Really, there's nothing to do here but sigh and hang one's head. Just days after Britain promised that all of its citizens would be provided broadband Internet access by 2012 and South Korea set forth a plan to implement 1Gbps Internet connections within its borders, Cuba has shamed the trend. And in royal fashion, no less.

According to a fresh report on the country's intent to continue limiting web access, we're told that it will still hamper connectivity even after a fiber optic cable linking it to Venezuela goes online in 2010. The forthcoming cable will measure some 960 miles and will "dramatically increase the island's level of connectivity." Of course, just because it will soon have the potential to surf at reasonable speeds doesn't mean that officials will allow citizens to do so.

Boris Moreno, deputy minister of computer science and communication, stated the following: "We believe that the most responsible policy is to privilege collective access." In fairness, he did tell the daily Juventud Rebelde that he recognized a desire for a "larger number of citizens to have Internet access," but many suggest that Cuba is no closer to trusting its own people to surf at will on a reasonable connection.
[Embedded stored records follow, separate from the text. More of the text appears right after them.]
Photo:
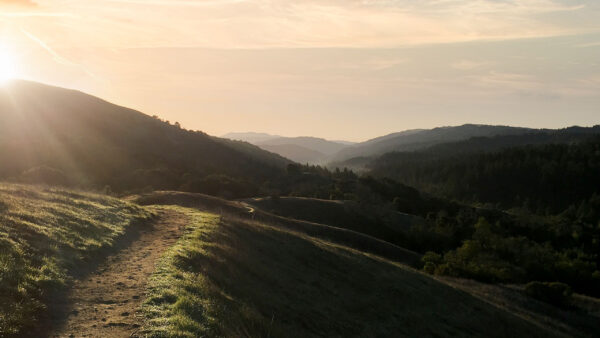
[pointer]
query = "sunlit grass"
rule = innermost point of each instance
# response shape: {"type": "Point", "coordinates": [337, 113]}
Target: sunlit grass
{"type": "Point", "coordinates": [233, 278]}
{"type": "Point", "coordinates": [45, 234]}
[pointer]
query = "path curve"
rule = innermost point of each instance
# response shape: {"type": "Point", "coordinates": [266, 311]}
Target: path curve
{"type": "Point", "coordinates": [106, 303]}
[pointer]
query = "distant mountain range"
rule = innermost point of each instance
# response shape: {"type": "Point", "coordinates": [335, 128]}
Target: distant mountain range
{"type": "Point", "coordinates": [311, 150]}
{"type": "Point", "coordinates": [358, 155]}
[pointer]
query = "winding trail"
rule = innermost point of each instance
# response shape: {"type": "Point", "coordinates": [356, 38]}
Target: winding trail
{"type": "Point", "coordinates": [106, 302]}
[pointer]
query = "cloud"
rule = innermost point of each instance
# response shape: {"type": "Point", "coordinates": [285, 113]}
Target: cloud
{"type": "Point", "coordinates": [25, 3]}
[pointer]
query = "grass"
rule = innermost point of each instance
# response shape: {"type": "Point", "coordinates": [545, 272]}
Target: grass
{"type": "Point", "coordinates": [232, 277]}
{"type": "Point", "coordinates": [45, 236]}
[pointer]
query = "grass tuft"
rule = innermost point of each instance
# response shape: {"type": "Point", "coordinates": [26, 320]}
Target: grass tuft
{"type": "Point", "coordinates": [45, 234]}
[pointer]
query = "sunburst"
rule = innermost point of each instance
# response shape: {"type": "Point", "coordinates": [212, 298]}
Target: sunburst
{"type": "Point", "coordinates": [8, 66]}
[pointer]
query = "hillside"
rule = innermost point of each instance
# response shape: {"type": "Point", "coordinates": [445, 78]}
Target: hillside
{"type": "Point", "coordinates": [412, 140]}
{"type": "Point", "coordinates": [387, 225]}
{"type": "Point", "coordinates": [295, 152]}
{"type": "Point", "coordinates": [204, 266]}
{"type": "Point", "coordinates": [302, 286]}
{"type": "Point", "coordinates": [47, 236]}
{"type": "Point", "coordinates": [547, 176]}
{"type": "Point", "coordinates": [302, 149]}
{"type": "Point", "coordinates": [250, 137]}
{"type": "Point", "coordinates": [67, 137]}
In fact, Mr. Moreno even warned that just because a new cable was going online, that wouldn't "necessarily decrease the price the country pays for connection to international networks."
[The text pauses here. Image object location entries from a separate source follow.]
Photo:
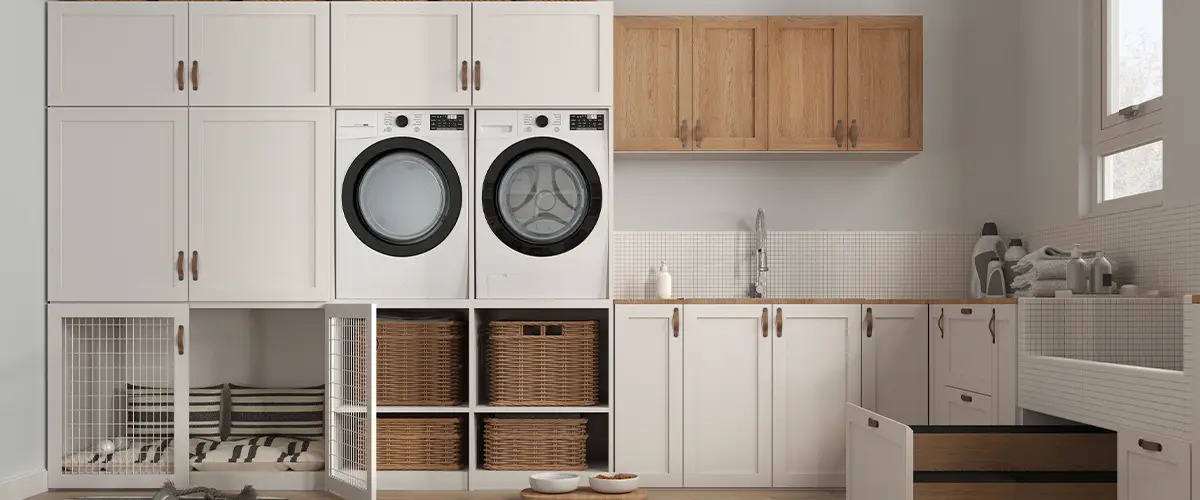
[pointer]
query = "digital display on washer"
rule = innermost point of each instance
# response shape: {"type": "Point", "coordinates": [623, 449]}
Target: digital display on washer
{"type": "Point", "coordinates": [587, 122]}
{"type": "Point", "coordinates": [448, 122]}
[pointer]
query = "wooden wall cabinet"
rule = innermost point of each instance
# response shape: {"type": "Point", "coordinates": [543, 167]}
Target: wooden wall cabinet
{"type": "Point", "coordinates": [780, 83]}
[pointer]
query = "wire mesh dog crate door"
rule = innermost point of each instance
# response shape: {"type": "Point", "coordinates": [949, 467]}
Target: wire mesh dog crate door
{"type": "Point", "coordinates": [120, 385]}
{"type": "Point", "coordinates": [351, 404]}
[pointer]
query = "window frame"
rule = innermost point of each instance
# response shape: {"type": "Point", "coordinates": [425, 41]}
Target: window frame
{"type": "Point", "coordinates": [1114, 133]}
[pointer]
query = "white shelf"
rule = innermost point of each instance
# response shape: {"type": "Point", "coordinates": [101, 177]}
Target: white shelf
{"type": "Point", "coordinates": [486, 409]}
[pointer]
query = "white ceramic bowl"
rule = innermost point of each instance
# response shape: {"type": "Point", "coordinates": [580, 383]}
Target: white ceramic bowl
{"type": "Point", "coordinates": [555, 482]}
{"type": "Point", "coordinates": [612, 486]}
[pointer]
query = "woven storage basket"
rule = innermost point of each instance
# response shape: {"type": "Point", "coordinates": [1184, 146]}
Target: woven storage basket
{"type": "Point", "coordinates": [419, 363]}
{"type": "Point", "coordinates": [419, 444]}
{"type": "Point", "coordinates": [535, 444]}
{"type": "Point", "coordinates": [544, 363]}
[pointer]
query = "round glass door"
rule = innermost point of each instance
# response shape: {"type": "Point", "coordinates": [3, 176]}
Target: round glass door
{"type": "Point", "coordinates": [401, 202]}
Currently, Cuba is forced to connect to the world wide web via satellite due to the US trade embargo. If said embargo were to be removed, Cuba could simply tap into an underwater Internet cable just 20 miles from Havana that runs from Miami, Florida to Cancun, Mexico. At present time, the nation has just 1.4 million web users out of its 11.4 million residents, though there has been a 23 percent increase in computers from 2007 to 2008.